落語・教祖列伝
兆青流開祖
坂口安吾



 彼は子供の時から、ホラブンとよばれていた。ブンの下にはブン吉とかブン五とか、つくのだろうが、今では誰も知っている者がいない。ホラブンは子供の時から大きなことばかり言っていて、本当のことを喋ったことは一度もなかったそうである。

 彼の生家は水呑百姓であったが、鶏やケダモノを食うので、村中から嫌われていた。彼の父は怠け者で大酒飲みであったが、冬になると、どこかへ稼ぎに行って、春さきに、まとまった金を持って帰ってきた。村の者は、奴は他国で泥棒してくるのだと蔭口をたたいていたのである。

 ホラブンには二人の姉があって、雪のように白く、絵の中からぬけでたように美しい。けれども村の若者は、四ツ足食いの無法者の娘を恐しがって、手をだす者もいない。
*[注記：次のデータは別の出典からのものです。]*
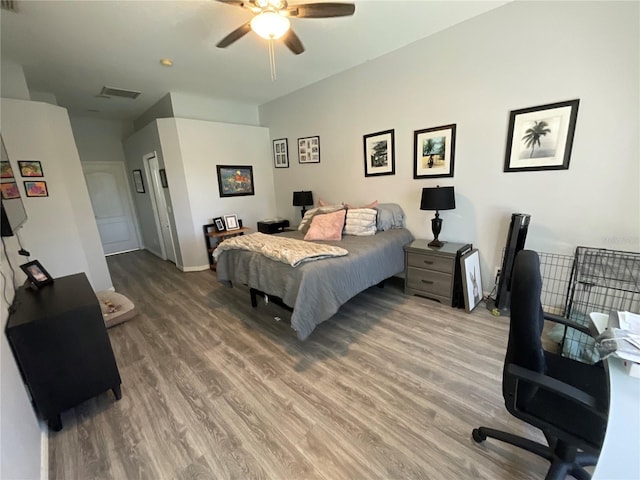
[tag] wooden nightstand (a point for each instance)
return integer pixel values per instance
(434, 272)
 長姉は城下へでて家老の妾になり、次姉も江戸へでて、水茶屋だか遊芸小屋だかで名を売ったあげく、さる大家の妾になったという。イヤ嘘だ、イヤ本当らしい、と村でも真偽定かではないが、ホラブンはおかげで子供の時から、敬遠されて、遊んでくれる友だちがない。時々村の子供と大喧嘩して、ナグリコミをかけると、相手は三十人ぐらいかたまって逃げまわり、大人もソッポをむいて知らん顔をしたり、一しょに逃げまわッたりした。
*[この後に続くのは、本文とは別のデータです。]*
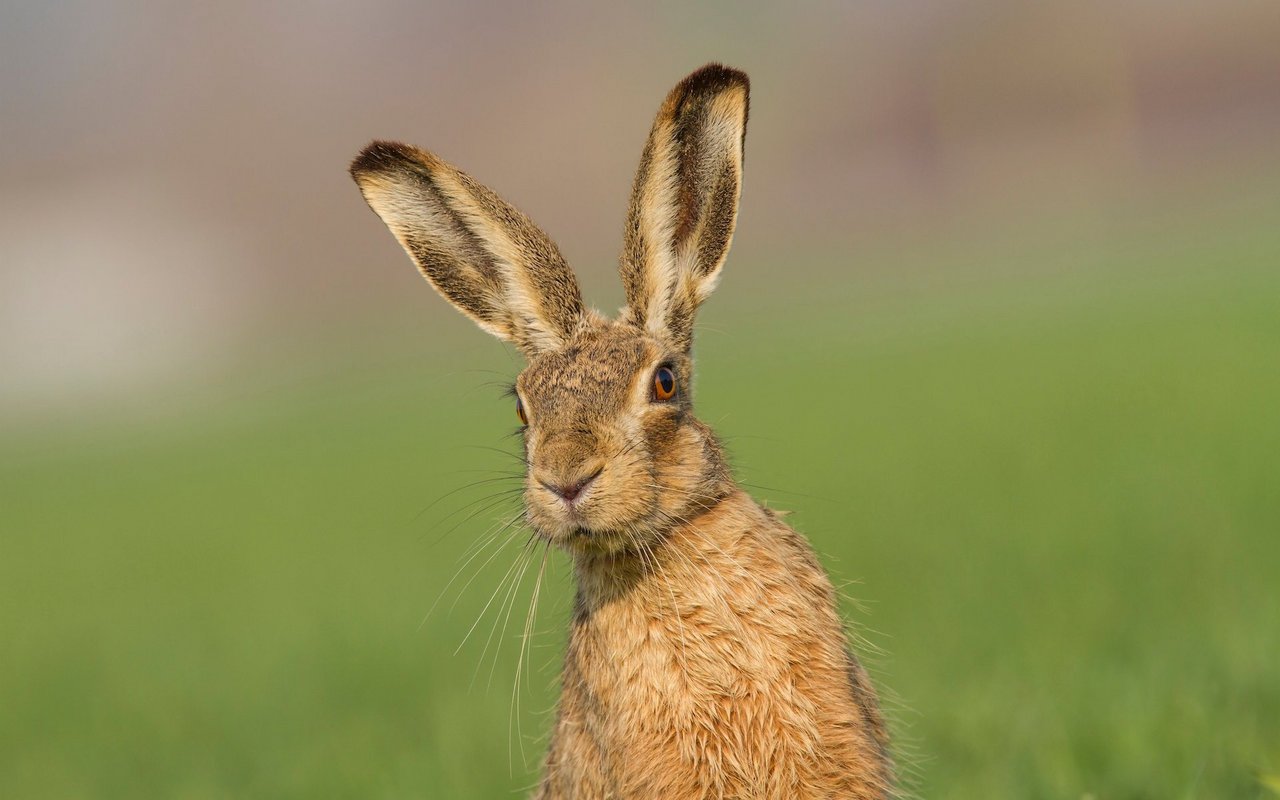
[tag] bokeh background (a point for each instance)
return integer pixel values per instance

 ホラブンは十二の年に村へ渡ってきた獅子舞いの一行に加えてもらって江戸へ行った。越後獅子の国柄で、獅子舞いは一向に珍しくはなかったが、その年の一行には唐渡からわたり秘伝皿まわしというのが一枚加わっていて、彼はこの妙技にほれこんだのである。

 すぐ戻ってくるだろうと、誰も気にかけていなかったが、それから二十五年間、戻らなかった。両親は死んで、その小屋は羽目板が外れ、ペンペン草が生え繁り、蛇や蜂や野良犬の住家になっていた。

 ホラブンが戻ってきたのである。

 彼はお寺へ泊めてもらって、村中へ挨拶して歩いた。六尺有余、見上げるような大男、立派な身体である。姉たちがそうであったように、彼も幼少から美童であったが、戻ってきた彼は由比正雪もかくやと思う気品と才気がこもり、大そうおだやかで、いつもニコニコしていた。
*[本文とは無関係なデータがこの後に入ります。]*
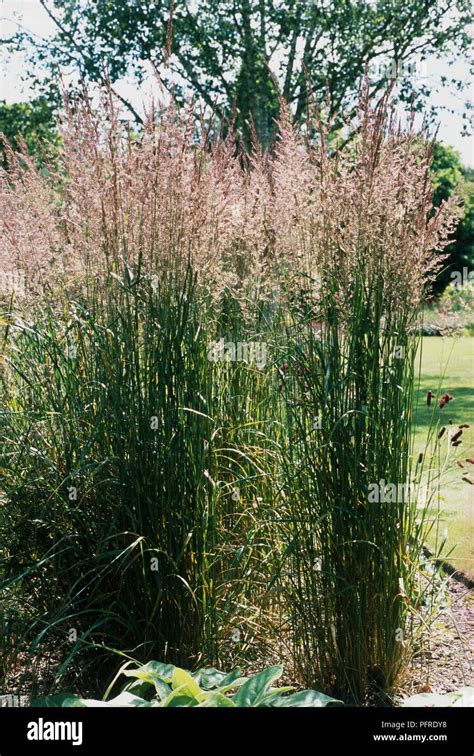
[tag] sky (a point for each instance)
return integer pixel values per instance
(33, 17)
 彼は大そう学があった。町から大工をたのんで、小屋をつぶして、立派な家を新築したが、その出来上るまで、お寺に泊りこんで、坊主に代って、寺小屋へあつまる小僧どもに詩文を教えた。

 又、彼には色々の芸があった。

 お寺の門に熊蜂が巣をかけている。この巣は直径一尺五寸もあって、子供たちは門を通過するのに一苦労であるが、坊主は至って弱虫で、殺生はいかんぞ、蜂に手をだしてはイカン、ナンマミダブ、ナンマミダブとふるえながら門の下を走って通っている。

「和尚さんは熊蜂を飼っていなさるのかね」

「そうではないが、実は怖しくて十何年というもの手が出ない。これがあるばッかりに、この十年どんなに心細い思いをしているか分らない。ひとつ、なんとかしてくれまいか」

「お安い御用さ」

 ホラブンは竹竿を一本もって気軽にでかけようとするから、

「ブンさんや。それは、いかんな。どうも、あんたは、長の江戸ぐらしで、田舎のことには素人らしいな。蜂というものは棒を伝って手もとへ忍んできて、ワッととびかかってチクリとさす。熊蜂にやられると死んでしもう。棒は禁物だから、やめなさい」

「ナニ、大丈夫」

「コレ、ブンさんや。アレ、行っちゃった。こまったな。悪い人にたのんでしまった。オーイ。子供たちはみんなこッちへ来い。本堂の中へあつまれ。顔をだしてはイカンゾ。大変なことになるぞ」

 あの大男が熊蜂の総攻撃をうけて、ふくれ上って死んだぶんには、葬式はお手のものでも、棺桶に一苦労しなければならない。お寺の障子をしめきって、細目にあけて、ナンマンダブ、ナンマンダブ、ふるえながらのぞいていると、ホラブンは何の構えもなくノコノコと門の下へ行って、棒をつきだして、

「チョーセイ。チョーセイ。チョーセイ。チョーセイ」

 浜の漁師がイワシ網をあげているような至ってノンキなカケ声をかけながら、チョイ、チョイ、チョイ、と棒の先をふって、たちまち蜂の巣を落してしまった。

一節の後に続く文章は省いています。